Hows it going people, Im kinda new here, but ive got a little bit of basics down on the Skylines & RB26 motors. But the thing is im looking to do the soon to be very popular "RB25/Silvia" swap. Theres a few things that are kinda keeping me from this though(Aside from its growing popularity by more & more people). First off, I can barely find anybody who has worked this motor & put it through its phases. I hear alot of good things about it, but yet it seems to be in the the black sheep of the Nissan line. Its kinda understood:why have a RB25, when you can have a RB26? Im not a multi-millionare, but I know for the work to get that motor in a Silvia isnt worth it.

Next, does anybody know exactly how much boost & hp the bottem end can take before needing to have new parts?

I intend for this project to be a daily driver for a little bit, but in the same aspect I want the to run with my friends in their Supras, RX7s, etc....

Basically i'm curious as to what will be the best way to run mid-to-low 10 second e.t.s on a reliable daily driven car. Be aware that im not really big on nitrous , but if it must be used then so be it


----------



## Carlito (Aug 13, 2003)

It's not as strong as the RB26DETT but it can still handle (I believe) somewhere about double the stock HP on the stock internals. I've heard that the RB20DET has about the same HP potential as the RB25DET, because it can rev harder (shorter stroke) and the only RB25DET I have personal experience with detonated to death because of inadequate fuel and a stuck thermostat. So I tend to be more of a RB20DET fan.
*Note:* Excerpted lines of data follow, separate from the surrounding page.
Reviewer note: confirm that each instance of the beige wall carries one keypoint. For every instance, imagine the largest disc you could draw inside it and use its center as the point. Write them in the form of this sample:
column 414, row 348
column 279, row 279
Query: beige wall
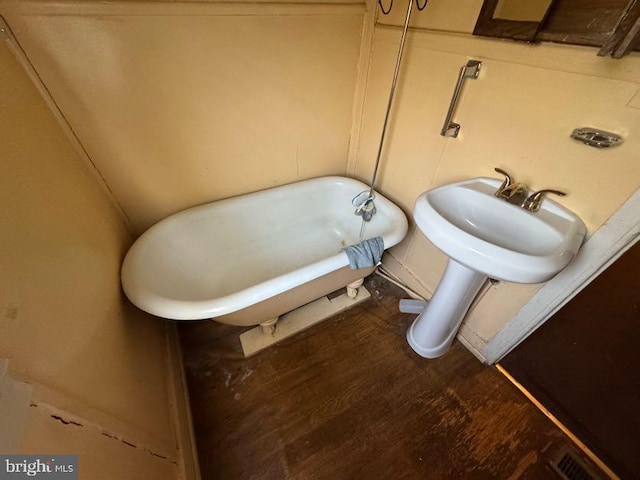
column 89, row 357
column 180, row 105
column 518, row 115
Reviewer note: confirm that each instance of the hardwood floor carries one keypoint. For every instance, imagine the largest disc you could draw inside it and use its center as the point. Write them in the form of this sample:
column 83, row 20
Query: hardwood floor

But lots of people are running 11's in Australia and New Zealand on RB25DET's. Go to www.skylinesdownunder.com and ask a few questions on the forum.


----------



## Pete-flint (Jul 29, 2003)

You can also get some advice from www.skylineowners.com Lots of GTS owners there, myself included, also some tuners are club members. Just click and ask.


----------



## 3zguy4life (Feb 5, 2003)

*excuse me mate*

is a SKYLINE an in-line 4 cylinder or a striaght 6!


----------



## ThaSpeedDemon (Aug 25, 2003)

Its a straight 6


----------



## Cullam3n (Aug 22, 2003)

*Re: excuse me mate*



3zguy4life said:


> *is a SKYLINE an in-line 4 cylinder or a striaght 6! *


Is it just me or did you post this at least 4 different times? Only ask a question once, and that's after you used the *search* button.

-PC


----------



## ThaSpeedDemon (Aug 25, 2003)

If your curious about what a Skyline has in it...think about it like this.....Itd be pointless to put twin turbos on a 4-cylinder, so it must be a Straight 6


----------



## wwmjax (Mar 24, 2003)

ThaSpeedDemon said:


> *If your curious about what a Skyline has in it...think about it like this.....Itd be pointless to put twin turbos on a 4-cylinder, so it must be a Straight 6 *


correct... and youve got a 300z... wtf?


----------



## Carlito (Aug 13, 2003)

There was a 4-cylinder R32 Skyline available in Japan. It had the CA18 engine and 4-doors, and IMHO was a travesty - a mutant that shoulda been stillborn!


----------



## 94-6-vision (Jul 6, 2003)

*More RB25 stuff....*

I was just wondering what the power curve for the RB25 looked like. Anyone have a dyno scanned? I'm one of the pround 240 owners, but like all of us, I lust after skylines. The Sr20 isn't going to give me the bang that I'm looking for so I want the RB is just want to know what the top speed is and what the power curve looks like.


----------